1.2 Op 21 oktober 2008 vond te Assen een aanrijding plaats tussen de cliënte van verweerder (mevrouw S.), die een auto bestuurde, en klager die een quad bereed. Mevrouw S. werd strafrechtelijk vervolgd. Zij werd gedagvaard omdat zij met haar weggedrag, kort gezegd, gevaar op de weg zou hebben veroorzaakt of althans zou kunnen hebben veroorzaakt en/of het verkeer op die weg zou hebben gehinderd of althans zou hebben kunnen hinderen.
1.3 Door de kantonrechter te Assen werd mevrouw S. bij vonnis van 19 augustus 2009 veroordeeld. Verweerder stond haar bij. Van die veroordeling werd geappelleerd en vervolgens kwam het tot beroep in cassatie. De zaak werd door de Hoge Raad terugverwezen naar het hof (destijds het hof Leeuwarden). Daar volgde op 15 februari 2012 vrijspraak.
1.4 Bij brief van 12 december 2012 heeft klager de onderhavige klacht bij de deken ingediend.
2 KLACHT
2.1 De klacht houdt, zakelijk weergegeven, in dat verweerder tuchtrechtelijk verwijtbaar heeft gehandeld als bedoeld in artikel 46 Advocatenwet door:
gebruik te maken van verklaringen van zijn cliënte waarvan hij wist dat deze leugenachtig en in strijd met de waarheid waren en door bewijsmateriaal waarover hij beschikte niet over te leggen in de procedure.
3 BEOORDELING
3.1 Op de klacht kan, met toepassing van artikel 46g Advocatenwet, door de voorzitter worden beslist.

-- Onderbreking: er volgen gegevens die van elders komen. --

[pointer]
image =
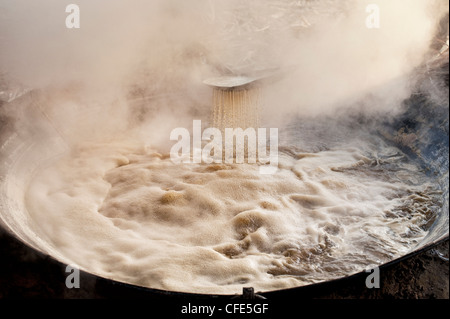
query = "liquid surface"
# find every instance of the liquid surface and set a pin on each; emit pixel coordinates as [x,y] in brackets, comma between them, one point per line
[126,212]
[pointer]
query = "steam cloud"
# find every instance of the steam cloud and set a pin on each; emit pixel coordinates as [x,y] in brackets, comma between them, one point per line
[328,58]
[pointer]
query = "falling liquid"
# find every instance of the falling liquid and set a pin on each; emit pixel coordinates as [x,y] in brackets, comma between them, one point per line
[236,108]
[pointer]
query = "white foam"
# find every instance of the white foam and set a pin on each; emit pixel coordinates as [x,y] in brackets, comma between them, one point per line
[130,214]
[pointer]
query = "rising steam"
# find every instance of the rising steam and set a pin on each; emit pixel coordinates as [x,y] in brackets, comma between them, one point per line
[328,59]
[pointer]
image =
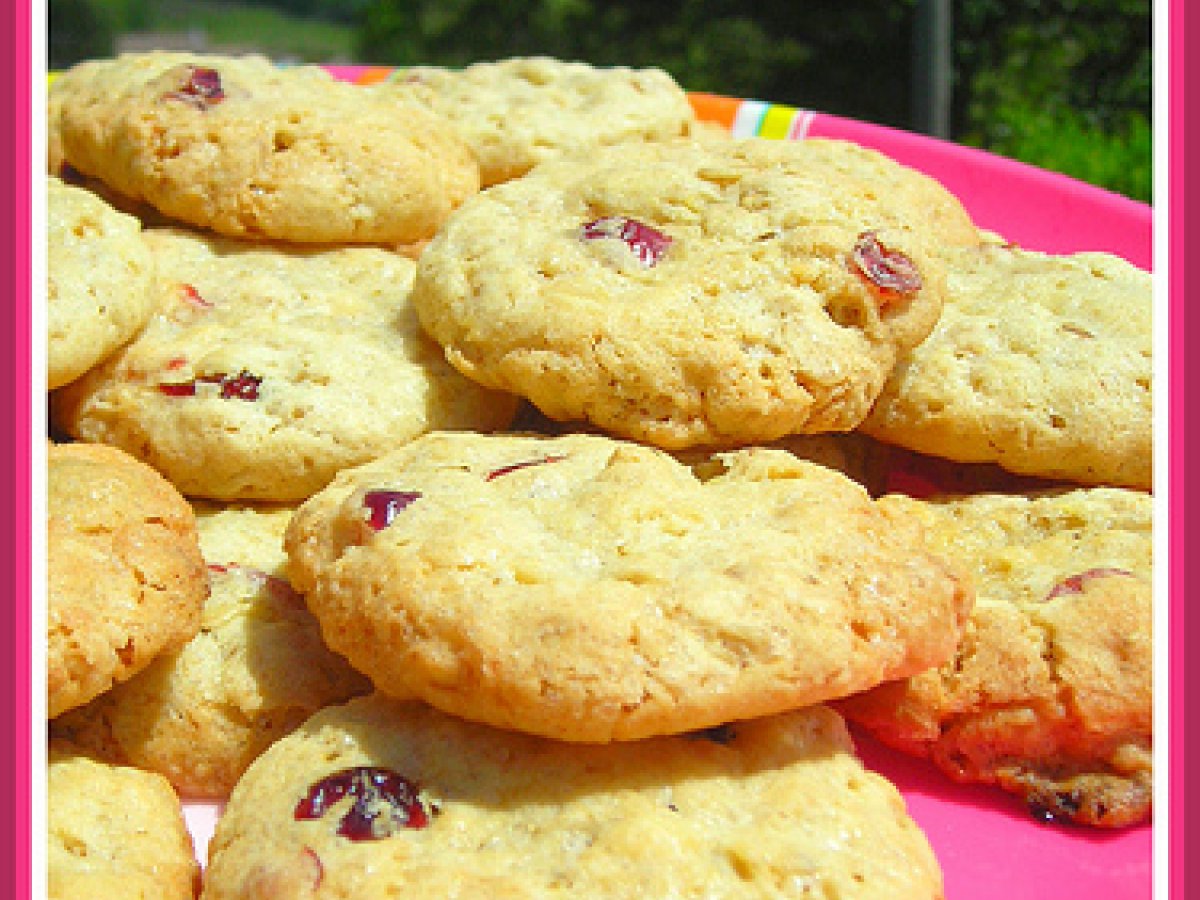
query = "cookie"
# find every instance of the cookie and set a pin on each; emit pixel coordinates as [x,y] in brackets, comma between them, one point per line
[114,832]
[268,369]
[387,798]
[1041,364]
[257,669]
[519,112]
[592,589]
[687,292]
[125,576]
[1050,693]
[864,460]
[251,149]
[100,276]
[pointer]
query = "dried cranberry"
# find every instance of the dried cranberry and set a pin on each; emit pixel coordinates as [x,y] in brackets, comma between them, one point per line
[384,505]
[1074,583]
[192,297]
[889,270]
[505,469]
[201,88]
[243,385]
[648,244]
[383,803]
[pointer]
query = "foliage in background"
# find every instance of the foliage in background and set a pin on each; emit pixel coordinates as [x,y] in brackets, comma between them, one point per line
[844,55]
[1063,84]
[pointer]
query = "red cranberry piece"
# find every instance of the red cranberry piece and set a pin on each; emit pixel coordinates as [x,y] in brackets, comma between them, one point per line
[1074,583]
[889,270]
[505,469]
[192,297]
[647,244]
[383,803]
[243,385]
[384,505]
[201,88]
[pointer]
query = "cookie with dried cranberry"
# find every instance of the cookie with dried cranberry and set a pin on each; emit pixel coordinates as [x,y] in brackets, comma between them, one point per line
[100,279]
[251,149]
[257,669]
[1050,693]
[1041,364]
[267,369]
[593,589]
[687,292]
[114,832]
[381,798]
[125,576]
[516,113]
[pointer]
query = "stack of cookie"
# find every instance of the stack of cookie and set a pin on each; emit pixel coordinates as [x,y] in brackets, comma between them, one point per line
[532,441]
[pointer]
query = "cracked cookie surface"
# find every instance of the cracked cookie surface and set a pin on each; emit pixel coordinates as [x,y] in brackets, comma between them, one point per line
[1050,693]
[267,369]
[125,576]
[689,292]
[593,589]
[778,807]
[251,149]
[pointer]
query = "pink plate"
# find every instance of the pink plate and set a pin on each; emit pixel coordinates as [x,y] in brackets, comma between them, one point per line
[989,846]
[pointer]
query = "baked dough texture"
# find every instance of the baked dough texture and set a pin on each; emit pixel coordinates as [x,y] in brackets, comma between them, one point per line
[779,807]
[1050,693]
[593,589]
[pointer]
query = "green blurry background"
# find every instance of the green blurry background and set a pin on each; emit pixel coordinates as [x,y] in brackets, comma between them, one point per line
[1063,84]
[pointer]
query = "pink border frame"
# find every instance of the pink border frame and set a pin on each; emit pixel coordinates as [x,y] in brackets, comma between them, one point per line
[1181,213]
[17,409]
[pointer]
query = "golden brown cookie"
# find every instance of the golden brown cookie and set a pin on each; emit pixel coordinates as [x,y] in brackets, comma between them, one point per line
[125,576]
[268,367]
[689,292]
[114,832]
[383,798]
[1041,364]
[257,669]
[251,149]
[1050,693]
[593,589]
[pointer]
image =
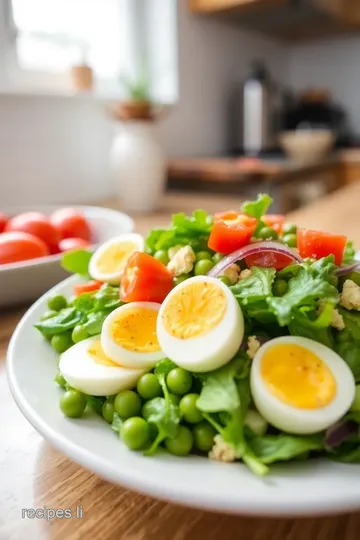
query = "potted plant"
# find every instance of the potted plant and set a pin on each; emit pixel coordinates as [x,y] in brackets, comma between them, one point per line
[138,163]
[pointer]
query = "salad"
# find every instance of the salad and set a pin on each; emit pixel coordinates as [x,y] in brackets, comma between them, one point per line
[235,336]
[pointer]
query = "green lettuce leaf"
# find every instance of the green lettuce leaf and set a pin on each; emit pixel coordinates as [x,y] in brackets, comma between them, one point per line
[77,262]
[257,208]
[272,448]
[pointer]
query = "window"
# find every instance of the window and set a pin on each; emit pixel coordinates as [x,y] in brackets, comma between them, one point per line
[114,37]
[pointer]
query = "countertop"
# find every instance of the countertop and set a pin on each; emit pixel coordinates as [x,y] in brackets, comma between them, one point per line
[34,474]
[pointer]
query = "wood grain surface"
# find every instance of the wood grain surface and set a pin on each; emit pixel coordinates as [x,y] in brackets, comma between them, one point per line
[34,475]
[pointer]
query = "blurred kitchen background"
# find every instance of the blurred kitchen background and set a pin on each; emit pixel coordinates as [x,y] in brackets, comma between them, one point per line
[245,95]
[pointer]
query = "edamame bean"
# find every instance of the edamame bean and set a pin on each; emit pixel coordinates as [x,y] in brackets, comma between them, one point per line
[127,404]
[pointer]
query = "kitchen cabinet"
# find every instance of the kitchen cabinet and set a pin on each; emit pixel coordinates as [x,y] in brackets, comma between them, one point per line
[288,20]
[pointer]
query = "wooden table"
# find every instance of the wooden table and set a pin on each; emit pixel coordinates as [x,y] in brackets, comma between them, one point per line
[34,475]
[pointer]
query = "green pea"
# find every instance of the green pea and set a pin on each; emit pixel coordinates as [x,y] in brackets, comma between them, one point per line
[225,280]
[79,333]
[73,403]
[135,433]
[59,379]
[182,443]
[267,233]
[162,256]
[280,287]
[61,342]
[108,411]
[179,381]
[180,279]
[290,240]
[203,256]
[48,315]
[354,276]
[204,435]
[289,228]
[217,257]
[57,302]
[127,404]
[203,267]
[148,386]
[189,410]
[356,403]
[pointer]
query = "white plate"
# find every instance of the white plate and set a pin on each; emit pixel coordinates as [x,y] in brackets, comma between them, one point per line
[25,281]
[308,488]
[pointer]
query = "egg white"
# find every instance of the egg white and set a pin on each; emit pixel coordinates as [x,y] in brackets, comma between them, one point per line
[213,349]
[113,277]
[296,420]
[118,354]
[81,371]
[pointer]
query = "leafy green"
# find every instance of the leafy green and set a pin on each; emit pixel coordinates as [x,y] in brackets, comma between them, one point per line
[66,319]
[305,288]
[255,287]
[77,262]
[191,230]
[271,448]
[257,208]
[165,415]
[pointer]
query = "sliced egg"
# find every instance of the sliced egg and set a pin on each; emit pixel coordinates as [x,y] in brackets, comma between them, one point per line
[85,367]
[300,386]
[128,335]
[200,325]
[109,260]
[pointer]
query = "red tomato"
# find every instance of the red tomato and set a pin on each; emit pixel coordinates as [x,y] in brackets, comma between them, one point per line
[275,221]
[19,246]
[3,222]
[36,224]
[71,223]
[318,244]
[90,286]
[269,260]
[68,244]
[145,279]
[231,231]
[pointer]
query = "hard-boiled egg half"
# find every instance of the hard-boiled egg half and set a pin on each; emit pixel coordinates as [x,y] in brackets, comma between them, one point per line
[200,325]
[300,386]
[109,260]
[85,367]
[128,335]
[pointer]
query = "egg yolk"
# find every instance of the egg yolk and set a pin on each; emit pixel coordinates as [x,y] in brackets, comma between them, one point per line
[298,377]
[115,257]
[135,330]
[95,350]
[194,310]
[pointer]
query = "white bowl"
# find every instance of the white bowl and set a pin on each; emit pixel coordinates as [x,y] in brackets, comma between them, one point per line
[306,146]
[25,281]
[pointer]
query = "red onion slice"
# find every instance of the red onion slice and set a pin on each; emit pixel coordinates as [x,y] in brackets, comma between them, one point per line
[254,249]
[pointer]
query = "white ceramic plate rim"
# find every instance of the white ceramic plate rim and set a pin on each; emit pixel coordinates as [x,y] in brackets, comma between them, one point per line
[48,209]
[192,481]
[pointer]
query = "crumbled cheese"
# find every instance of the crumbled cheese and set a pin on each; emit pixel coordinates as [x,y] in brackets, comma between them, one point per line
[350,296]
[253,346]
[183,261]
[222,451]
[245,273]
[232,273]
[337,320]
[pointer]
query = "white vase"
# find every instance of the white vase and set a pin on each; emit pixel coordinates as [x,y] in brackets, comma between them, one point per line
[138,166]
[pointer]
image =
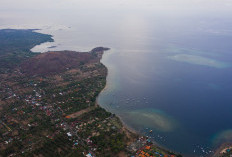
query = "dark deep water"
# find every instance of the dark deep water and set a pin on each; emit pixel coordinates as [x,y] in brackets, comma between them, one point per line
[170,66]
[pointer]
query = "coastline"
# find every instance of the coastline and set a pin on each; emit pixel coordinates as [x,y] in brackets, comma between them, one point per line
[130,132]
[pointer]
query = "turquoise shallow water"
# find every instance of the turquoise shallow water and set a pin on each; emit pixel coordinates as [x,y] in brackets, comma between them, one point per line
[169,66]
[186,104]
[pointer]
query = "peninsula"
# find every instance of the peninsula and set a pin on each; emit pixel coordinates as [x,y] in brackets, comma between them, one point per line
[48,103]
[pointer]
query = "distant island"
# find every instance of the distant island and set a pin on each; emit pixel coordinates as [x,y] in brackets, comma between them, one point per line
[48,103]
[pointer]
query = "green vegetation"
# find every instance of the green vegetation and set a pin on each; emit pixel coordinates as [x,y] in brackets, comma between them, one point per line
[15,46]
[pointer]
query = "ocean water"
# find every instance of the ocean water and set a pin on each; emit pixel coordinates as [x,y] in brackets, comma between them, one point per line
[170,63]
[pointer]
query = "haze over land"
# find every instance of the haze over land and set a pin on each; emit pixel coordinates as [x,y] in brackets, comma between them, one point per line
[172,56]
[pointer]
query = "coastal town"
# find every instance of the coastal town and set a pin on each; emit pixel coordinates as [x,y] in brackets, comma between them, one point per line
[48,104]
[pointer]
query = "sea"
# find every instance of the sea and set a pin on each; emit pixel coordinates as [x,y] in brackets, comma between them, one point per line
[169,67]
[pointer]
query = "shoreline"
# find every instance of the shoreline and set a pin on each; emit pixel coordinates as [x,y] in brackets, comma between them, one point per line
[132,132]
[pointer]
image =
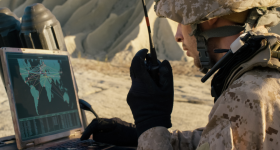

3.2 Klager is door het ongeval gedupeerd en heeft schade. Klager had er belang bij dat de verdediging van mevrouw S. door verweerder verliep zoals die door een goed en betamelijk handelend strafrecht advocaat behoort te worden gevoerd. In zoverre is hij ontvankelijk.
3.3 Klager en mevrouw S. hadden een verschillende lezing over de toedracht. Klager kan en mag het verweerder, gelet op verweerders kwaliteit van verdediger van mevrouw S., niet verwijten dat hij de lezing van zijn cliënte ondersteunde en bij zijn pleidooien aanknoping zocht bij hetgeen in het dossier vóór die lezing of tegen een bewezenverklaring van het haar verweten rijgedrag pleitte.
3.4 Het is niet gesteld of gebleken dat verweerder zich daarbij vrijheden heeft gepermitteerd die hij zich niet had mogen veroorloven gelet op de gerechtvaardigde belangen van zijn cliënte bij een goede uitkomst van deze strafzaak.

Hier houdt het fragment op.